Turkish warplanes often bomb PKK hideouts in northern Iraq while the security forces sporadically launch cross-border incursions in pursuit of rebel fighters.

Three Turkish soldiers were killed Sunday in an attack by the PKK in Iraq’s southeastern Hakkari province, state-run Anadolu news agency said.

President Recep Tayyip Erdogan has repeatedly threatened a major cross-border operation to dislodge the group from its strongholds.

“To us, it is a question of timing now. It is not a question of operation,” Soylu said. “Qandil will become a safe area for Turkey. Nobody should doubt it.”

It is in this area that the PKK’s military leadership such as Murat Karayilan and Cemil Bayik are believed to be based.

Top PKK leader Abdullah Ocalan is serving a life sentence on a prison island off Istanbul following his capture in 1999.

The northern Iraq operations come as Turkey prepares for June 24 parliamentary and presidential polls.

Erdogan Sunday sought to persuade voters in the heartland of Turkey’s Kurdish minority to vote for him, arguing his party had done the most to rebuild the area and find peace after years of violence.

Erdogan told a mass rally attended by thousands in the Kurdish-majority southeastern city of Diyarbakir that the area was enjoying “peace like never in the last 40 years” and that the “state had never been so close to the people.”

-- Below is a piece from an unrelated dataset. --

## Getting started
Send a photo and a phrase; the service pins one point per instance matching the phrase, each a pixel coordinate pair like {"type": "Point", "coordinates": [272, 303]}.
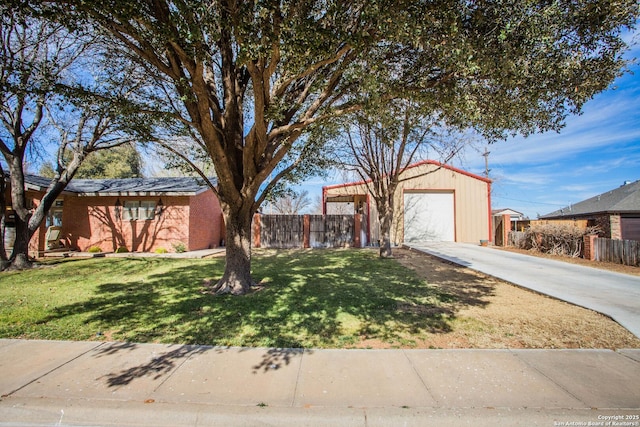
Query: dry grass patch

Turkey’s Kurds, estimated to make up at least one fifth of the population, will be crucial in determining the outcome of the parliamentary and presidential polls.

While large numbers are expected to vote for the Peoples’ Democratic Party (HDP) which is focused on Kurdish interests, Erdogan’s ruling Justice and Development Party (AK Party) has been able to count on solid support from religiously conservative Kurds.

Erdogan launched a lacerating attack on the HDP, saying “we (the AKP) build but they destroy.”

The AK Party accuses the HDP of being the political front of the PKK and being complicit in militant violence, charges the party denies.